Friday, November 11, 2011

Twenty-One

Don't want to be a bummer, but this was the worst birthday ever. Who would've known that my 21st would be the worst? Now, I've always had a bunch of homework, tests, and projects due on my birthday in general, in the past. So the paper and midterm on the day after my birthday only contributed a little to this horrible birthday.

Christine took a bite first =P
It's not completely awful though, I'll put the positive in front. My lovely FLOW sisters and brothers bought me a cake and sang happy birthday during CG! :D That was pretty awesome!

This birthday had a lot of potential to be a great one too. 21st, come on, I can legally drink! I had Thursday and Friday off so my old man planned on visiting me. Of course, none of that happened. I assumed my old man would be here by Thursday night, like the first time he visited me. He however, kept telling me that he can't come until probably Friday or Saturday because of his school. I was bummed for obvious reasons, so I said I'd go up instead since I'd be free by Wednesday night.
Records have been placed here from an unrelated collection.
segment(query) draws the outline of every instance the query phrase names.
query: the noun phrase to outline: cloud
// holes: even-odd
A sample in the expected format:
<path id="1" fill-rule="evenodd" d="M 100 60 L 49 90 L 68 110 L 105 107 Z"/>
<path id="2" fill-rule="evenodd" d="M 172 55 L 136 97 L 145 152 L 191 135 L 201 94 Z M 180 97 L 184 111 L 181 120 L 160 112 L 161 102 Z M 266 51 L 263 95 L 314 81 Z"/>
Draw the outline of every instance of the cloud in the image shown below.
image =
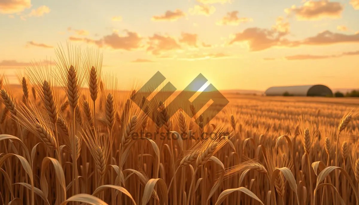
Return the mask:
<path id="1" fill-rule="evenodd" d="M 290 25 L 288 20 L 285 20 L 283 16 L 279 16 L 277 18 L 275 25 L 272 27 L 272 28 L 283 35 L 289 33 Z"/>
<path id="2" fill-rule="evenodd" d="M 79 38 L 75 36 L 70 36 L 69 37 L 69 40 L 71 41 L 83 42 L 88 44 L 94 44 L 100 48 L 103 46 L 103 40 L 102 39 L 94 40 L 88 38 Z"/>
<path id="3" fill-rule="evenodd" d="M 168 10 L 164 14 L 159 16 L 153 16 L 152 20 L 159 21 L 175 21 L 186 16 L 185 13 L 180 9 L 176 9 L 173 11 Z"/>
<path id="4" fill-rule="evenodd" d="M 164 52 L 177 51 L 182 48 L 176 39 L 170 36 L 155 34 L 153 36 L 149 37 L 148 39 L 148 43 L 149 46 L 147 51 L 156 56 L 160 55 Z"/>
<path id="5" fill-rule="evenodd" d="M 120 22 L 122 20 L 122 16 L 113 16 L 111 18 L 111 20 L 113 22 Z"/>
<path id="6" fill-rule="evenodd" d="M 210 59 L 218 59 L 227 58 L 231 56 L 223 53 L 194 53 L 187 54 L 183 58 L 180 58 L 180 59 L 193 61 L 195 60 L 204 60 Z"/>
<path id="7" fill-rule="evenodd" d="M 0 66 L 25 66 L 29 64 L 29 63 L 19 62 L 15 60 L 3 60 L 0 61 Z"/>
<path id="8" fill-rule="evenodd" d="M 238 12 L 237 11 L 228 12 L 227 15 L 223 16 L 220 20 L 217 22 L 216 24 L 218 25 L 237 25 L 241 23 L 253 21 L 251 18 L 246 17 L 239 18 L 237 16 L 238 13 Z"/>
<path id="9" fill-rule="evenodd" d="M 231 3 L 231 0 L 197 0 L 197 1 L 204 4 L 220 3 L 222 4 L 226 3 Z"/>
<path id="10" fill-rule="evenodd" d="M 325 55 L 321 56 L 311 54 L 296 55 L 295 56 L 286 56 L 284 57 L 284 58 L 289 61 L 293 61 L 297 60 L 326 59 L 333 58 L 339 58 L 342 56 L 348 56 L 357 55 L 359 55 L 359 51 L 350 52 L 344 52 L 338 55 Z"/>
<path id="11" fill-rule="evenodd" d="M 348 28 L 345 26 L 338 26 L 337 29 L 340 31 L 346 31 L 348 30 Z"/>
<path id="12" fill-rule="evenodd" d="M 197 34 L 182 33 L 181 36 L 182 37 L 179 41 L 180 43 L 187 44 L 191 47 L 195 48 L 198 47 L 197 41 L 198 40 L 198 35 Z"/>
<path id="13" fill-rule="evenodd" d="M 324 59 L 330 58 L 337 57 L 337 56 L 317 56 L 313 55 L 296 55 L 286 56 L 284 58 L 287 60 L 293 61 L 295 60 L 308 60 L 313 59 Z"/>
<path id="14" fill-rule="evenodd" d="M 73 29 L 70 27 L 67 28 L 67 31 L 73 31 L 76 34 L 79 35 L 88 35 L 89 34 L 89 32 L 88 30 L 83 29 Z"/>
<path id="15" fill-rule="evenodd" d="M 359 34 L 347 35 L 326 30 L 315 36 L 304 39 L 300 43 L 320 45 L 347 43 L 359 43 Z"/>
<path id="16" fill-rule="evenodd" d="M 216 11 L 216 8 L 209 5 L 195 5 L 193 8 L 190 8 L 188 12 L 192 15 L 204 15 L 209 16 Z"/>
<path id="17" fill-rule="evenodd" d="M 352 51 L 351 52 L 344 52 L 342 54 L 344 56 L 356 56 L 359 55 L 359 51 Z"/>
<path id="18" fill-rule="evenodd" d="M 344 6 L 339 2 L 309 0 L 301 6 L 294 5 L 284 11 L 289 15 L 294 14 L 299 20 L 318 20 L 326 18 L 339 18 L 344 9 Z"/>
<path id="19" fill-rule="evenodd" d="M 204 48 L 211 48 L 212 47 L 212 45 L 210 44 L 207 44 L 204 42 L 202 42 L 202 46 Z"/>
<path id="20" fill-rule="evenodd" d="M 128 30 L 125 32 L 126 33 L 125 35 L 120 35 L 118 33 L 114 33 L 103 37 L 104 43 L 113 49 L 126 51 L 132 51 L 141 47 L 142 38 L 138 34 Z"/>
<path id="21" fill-rule="evenodd" d="M 46 6 L 41 6 L 36 9 L 31 10 L 31 12 L 29 14 L 29 16 L 42 16 L 45 14 L 48 14 L 51 10 L 50 8 Z"/>
<path id="22" fill-rule="evenodd" d="M 47 45 L 44 43 L 36 43 L 33 41 L 28 41 L 26 43 L 26 47 L 27 47 L 29 46 L 36 46 L 37 47 L 40 47 L 41 48 L 52 48 L 53 47 L 52 46 L 50 46 L 49 45 Z"/>
<path id="23" fill-rule="evenodd" d="M 350 4 L 356 10 L 359 10 L 359 0 L 350 0 Z"/>
<path id="24" fill-rule="evenodd" d="M 137 58 L 136 60 L 131 61 L 132 63 L 154 63 L 154 61 L 149 60 L 148 59 L 145 59 L 144 58 Z"/>
<path id="25" fill-rule="evenodd" d="M 31 0 L 1 0 L 0 1 L 0 13 L 14 14 L 23 11 L 31 6 Z"/>
<path id="26" fill-rule="evenodd" d="M 275 46 L 289 46 L 289 41 L 282 38 L 284 35 L 275 30 L 250 28 L 234 35 L 229 45 L 247 42 L 251 51 L 258 51 Z"/>
<path id="27" fill-rule="evenodd" d="M 94 44 L 99 47 L 106 47 L 115 50 L 131 51 L 142 47 L 141 42 L 143 38 L 138 34 L 127 30 L 124 31 L 126 33 L 125 35 L 120 35 L 117 33 L 113 33 L 98 40 L 75 36 L 70 37 L 69 39 L 71 41 Z"/>
<path id="28" fill-rule="evenodd" d="M 284 30 L 284 31 L 286 30 Z M 283 32 L 257 27 L 250 28 L 234 34 L 229 42 L 231 45 L 237 42 L 247 42 L 251 51 L 258 51 L 273 47 L 297 47 L 302 45 L 322 46 L 345 43 L 359 43 L 359 33 L 346 34 L 328 30 L 316 35 L 297 41 L 290 41 L 285 37 L 288 32 Z"/>
<path id="29" fill-rule="evenodd" d="M 46 64 L 54 65 L 55 62 L 50 60 L 43 60 L 42 61 L 39 61 L 41 64 L 45 65 Z M 26 66 L 30 66 L 31 62 L 18 61 L 16 60 L 3 60 L 0 61 L 0 67 L 1 69 L 4 68 L 24 68 Z"/>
Once I was set on going up, my old man told me that he was going to surprise me by coming here with VD. Of course I felt awwww...thanks for wanting to surprise me! What my old man didn't know was that I'd rather spend  it with him alone. I feel like he should know by now, everytime he asks if we should invite other people to go with us somewhere, I'd say no. But then, what do I know, he obviously thought I'd rather him come with VD with a short amount of time. (They'd come saturday noon and leave sunday noon) The :( following the short 24 hour :) is not worth it. So I told them it's okay, we'll just celebrate when I go up during thanksgiving.
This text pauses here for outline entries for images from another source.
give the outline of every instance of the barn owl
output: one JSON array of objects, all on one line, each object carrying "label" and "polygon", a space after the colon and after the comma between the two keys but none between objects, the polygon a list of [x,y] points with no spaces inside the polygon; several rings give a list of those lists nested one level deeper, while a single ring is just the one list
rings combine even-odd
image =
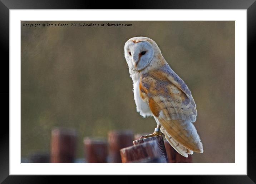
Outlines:
[{"label": "barn owl", "polygon": [[191,92],[172,69],[156,43],[144,37],[132,38],[124,45],[124,57],[132,79],[137,111],[144,118],[153,116],[154,133],[164,134],[179,154],[187,157],[203,153],[203,145],[193,124],[197,116]]}]

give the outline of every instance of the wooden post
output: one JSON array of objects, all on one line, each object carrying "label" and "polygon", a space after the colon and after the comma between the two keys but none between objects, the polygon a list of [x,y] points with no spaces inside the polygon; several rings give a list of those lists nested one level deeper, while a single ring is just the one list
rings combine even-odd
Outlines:
[{"label": "wooden post", "polygon": [[107,163],[107,141],[89,138],[84,139],[85,156],[88,163]]},{"label": "wooden post", "polygon": [[165,146],[164,146],[164,143],[163,137],[161,135],[136,140],[133,141],[133,144],[134,145],[136,145],[139,144],[146,143],[153,140],[156,141],[157,143],[157,145],[160,153],[161,157],[164,158],[166,160],[166,163],[168,163],[168,159],[166,155],[166,151],[165,149]]},{"label": "wooden post", "polygon": [[52,163],[73,163],[76,148],[77,133],[74,129],[55,128],[51,131]]},{"label": "wooden post", "polygon": [[36,153],[29,157],[30,163],[50,163],[50,155],[48,154]]},{"label": "wooden post", "polygon": [[111,131],[108,133],[108,162],[122,163],[120,150],[132,145],[133,133],[129,130]]},{"label": "wooden post", "polygon": [[120,150],[123,163],[167,163],[156,140],[147,141]]},{"label": "wooden post", "polygon": [[169,163],[192,163],[191,155],[188,155],[187,158],[183,156],[174,149],[166,140],[164,140],[164,145]]},{"label": "wooden post", "polygon": [[138,139],[139,139],[139,138],[141,138],[141,137],[143,135],[148,135],[150,134],[151,133],[140,133],[140,134],[136,134],[134,135],[134,140],[137,140]]}]

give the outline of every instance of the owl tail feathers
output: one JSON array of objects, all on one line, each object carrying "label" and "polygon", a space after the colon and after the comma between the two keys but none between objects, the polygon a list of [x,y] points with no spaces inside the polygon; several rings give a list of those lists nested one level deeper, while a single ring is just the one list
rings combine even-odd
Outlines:
[{"label": "owl tail feathers", "polygon": [[163,126],[160,128],[161,131],[165,135],[165,138],[170,144],[178,153],[179,153],[182,155],[187,158],[188,156],[188,155],[192,155],[194,153],[194,151],[192,150],[186,148],[185,147],[183,146],[182,144],[179,144],[174,139],[172,138],[169,138],[168,134]]},{"label": "owl tail feathers", "polygon": [[203,152],[203,144],[193,123],[187,120],[166,121],[161,118],[159,119],[162,125],[161,128],[163,127],[162,131],[166,135],[166,139],[177,151],[177,150],[179,150],[183,153],[181,155],[186,156],[186,154],[193,153],[193,151]]}]

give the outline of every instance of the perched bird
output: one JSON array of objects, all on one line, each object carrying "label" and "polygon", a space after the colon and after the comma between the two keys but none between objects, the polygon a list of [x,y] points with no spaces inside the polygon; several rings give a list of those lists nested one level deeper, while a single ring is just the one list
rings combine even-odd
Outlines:
[{"label": "perched bird", "polygon": [[[157,124],[152,134],[164,134],[173,147],[187,157],[203,153],[203,145],[192,123],[196,105],[190,90],[162,55],[156,43],[144,37],[132,38],[124,45],[124,56],[133,83],[137,111],[153,116]],[[161,132],[162,132],[162,133]]]}]

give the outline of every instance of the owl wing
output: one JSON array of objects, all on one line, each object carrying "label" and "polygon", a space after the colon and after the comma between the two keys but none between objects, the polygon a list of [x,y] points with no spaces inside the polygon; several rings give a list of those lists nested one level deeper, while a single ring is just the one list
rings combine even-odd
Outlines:
[{"label": "owl wing", "polygon": [[[141,96],[146,95],[155,118],[173,147],[183,156],[202,153],[202,144],[192,122],[197,112],[191,92],[168,65],[142,75]],[[144,95],[144,96],[143,96]]]}]

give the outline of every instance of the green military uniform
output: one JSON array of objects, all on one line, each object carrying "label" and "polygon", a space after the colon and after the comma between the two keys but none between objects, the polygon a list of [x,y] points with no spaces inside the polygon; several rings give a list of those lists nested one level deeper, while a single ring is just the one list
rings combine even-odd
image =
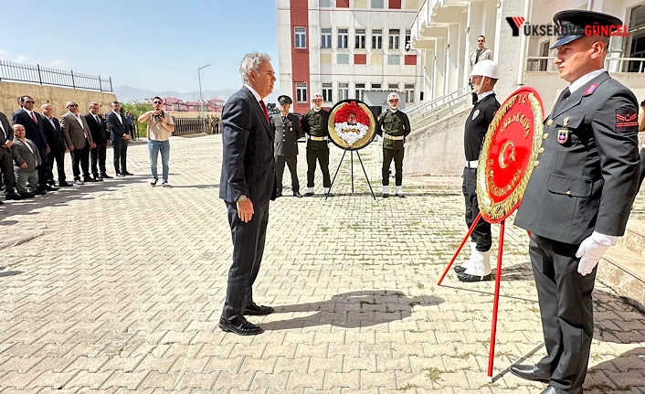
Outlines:
[{"label": "green military uniform", "polygon": [[400,111],[387,110],[378,116],[378,135],[383,136],[383,186],[388,186],[392,159],[397,170],[395,184],[403,183],[403,152],[405,137],[410,133],[410,121]]},{"label": "green military uniform", "polygon": [[316,160],[322,172],[322,186],[332,186],[332,178],[329,176],[327,114],[325,110],[309,110],[302,115],[302,129],[307,134],[307,187],[313,187]]}]

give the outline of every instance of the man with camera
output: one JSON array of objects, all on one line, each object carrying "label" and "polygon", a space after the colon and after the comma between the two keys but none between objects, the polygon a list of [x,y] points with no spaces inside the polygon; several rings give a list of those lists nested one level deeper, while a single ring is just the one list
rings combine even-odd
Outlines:
[{"label": "man with camera", "polygon": [[148,153],[150,154],[150,171],[153,173],[153,179],[150,185],[154,187],[157,185],[159,176],[157,174],[157,158],[159,152],[162,154],[162,186],[172,187],[168,183],[168,157],[170,155],[170,135],[174,131],[174,122],[169,113],[162,109],[164,101],[161,97],[153,99],[153,111],[148,111],[139,117],[139,122],[147,122],[148,127],[146,137],[148,138]]}]

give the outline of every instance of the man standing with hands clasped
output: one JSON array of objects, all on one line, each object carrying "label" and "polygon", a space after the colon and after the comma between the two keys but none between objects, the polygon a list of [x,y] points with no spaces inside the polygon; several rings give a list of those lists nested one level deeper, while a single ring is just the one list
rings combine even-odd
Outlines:
[{"label": "man standing with hands clasped", "polygon": [[275,72],[266,53],[247,54],[239,63],[244,86],[222,112],[222,173],[219,197],[227,205],[233,240],[227,297],[219,327],[238,335],[264,330],[244,317],[274,312],[253,300],[253,283],[264,253],[269,201],[276,196],[274,133],[265,97],[273,91]]},{"label": "man standing with hands clasped", "polygon": [[157,158],[159,152],[162,154],[162,186],[172,187],[168,183],[168,160],[170,158],[170,135],[174,131],[174,121],[170,113],[164,112],[162,109],[164,101],[161,97],[153,99],[153,111],[141,115],[138,121],[147,122],[148,128],[146,137],[148,138],[148,154],[150,154],[150,171],[153,179],[150,186],[154,187],[159,180],[157,173]]},{"label": "man standing with hands clasped", "polygon": [[511,371],[548,383],[543,394],[577,394],[594,335],[596,266],[625,233],[637,191],[639,112],[634,94],[603,68],[609,37],[585,35],[622,22],[581,10],[561,11],[554,22],[561,27],[554,64],[570,85],[546,118],[544,152],[514,222],[531,232],[546,356]]}]

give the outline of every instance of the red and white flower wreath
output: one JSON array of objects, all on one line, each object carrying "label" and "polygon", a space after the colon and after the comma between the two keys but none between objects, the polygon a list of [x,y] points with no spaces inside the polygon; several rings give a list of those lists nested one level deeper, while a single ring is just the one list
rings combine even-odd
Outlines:
[{"label": "red and white flower wreath", "polygon": [[336,112],[333,120],[336,133],[350,146],[363,138],[369,130],[369,116],[356,101],[344,105]]}]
All the above, plus a thousand other misunderstandings and miscommunications and stupid emotions, led to my horrible birthday. I spent the actual day writing my paper and preparing for a midterm, which I completely failed. Thursday I woke up did nothing for a whole day and slept. Friday I woke up and got into a fight with my old man. Notice none of these involved spending it with a loved one or drinking.
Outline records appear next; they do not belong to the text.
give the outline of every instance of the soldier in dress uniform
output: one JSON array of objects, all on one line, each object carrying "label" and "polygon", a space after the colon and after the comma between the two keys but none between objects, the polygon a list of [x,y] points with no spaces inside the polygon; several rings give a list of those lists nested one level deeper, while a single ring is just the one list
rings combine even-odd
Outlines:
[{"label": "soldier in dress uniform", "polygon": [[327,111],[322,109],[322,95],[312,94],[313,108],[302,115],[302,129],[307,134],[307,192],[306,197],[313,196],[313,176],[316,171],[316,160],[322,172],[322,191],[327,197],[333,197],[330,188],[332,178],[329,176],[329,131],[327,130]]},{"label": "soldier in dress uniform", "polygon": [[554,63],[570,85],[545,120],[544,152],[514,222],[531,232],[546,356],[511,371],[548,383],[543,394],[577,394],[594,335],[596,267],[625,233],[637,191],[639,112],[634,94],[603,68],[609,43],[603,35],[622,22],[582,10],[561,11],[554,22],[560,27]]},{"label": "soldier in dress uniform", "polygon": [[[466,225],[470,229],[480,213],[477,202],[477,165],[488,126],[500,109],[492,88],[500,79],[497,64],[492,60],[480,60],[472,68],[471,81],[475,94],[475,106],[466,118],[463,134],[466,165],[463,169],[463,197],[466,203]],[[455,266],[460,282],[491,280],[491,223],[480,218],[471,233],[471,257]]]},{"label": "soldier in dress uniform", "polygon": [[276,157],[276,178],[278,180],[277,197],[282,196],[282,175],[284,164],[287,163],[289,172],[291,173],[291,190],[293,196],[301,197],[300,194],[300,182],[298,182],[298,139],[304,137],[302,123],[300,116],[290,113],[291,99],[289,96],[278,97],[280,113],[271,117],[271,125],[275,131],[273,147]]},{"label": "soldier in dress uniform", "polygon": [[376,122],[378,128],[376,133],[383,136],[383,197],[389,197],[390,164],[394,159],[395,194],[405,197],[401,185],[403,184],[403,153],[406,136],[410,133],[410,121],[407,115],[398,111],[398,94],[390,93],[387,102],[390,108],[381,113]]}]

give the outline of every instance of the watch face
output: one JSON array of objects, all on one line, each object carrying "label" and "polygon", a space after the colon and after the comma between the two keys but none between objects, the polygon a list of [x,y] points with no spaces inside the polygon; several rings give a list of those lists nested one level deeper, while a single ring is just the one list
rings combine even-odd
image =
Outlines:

Ever since my old man left for the first time in September, I don't let myself cry like I used to. I want to convince myself that I'm perfectly fine here. I used to cry because deep down I knew it was going to be okay in a couple of hours. Now, I fear that if I cried and started thinking about why I'm crying, there would be no end. I don't know when it'll be okay again.

It's not as bad as it sounds haha. I still enjoy being by myself a lot. Just ordered a pizza. I need to start writing another paper! Go Sherri!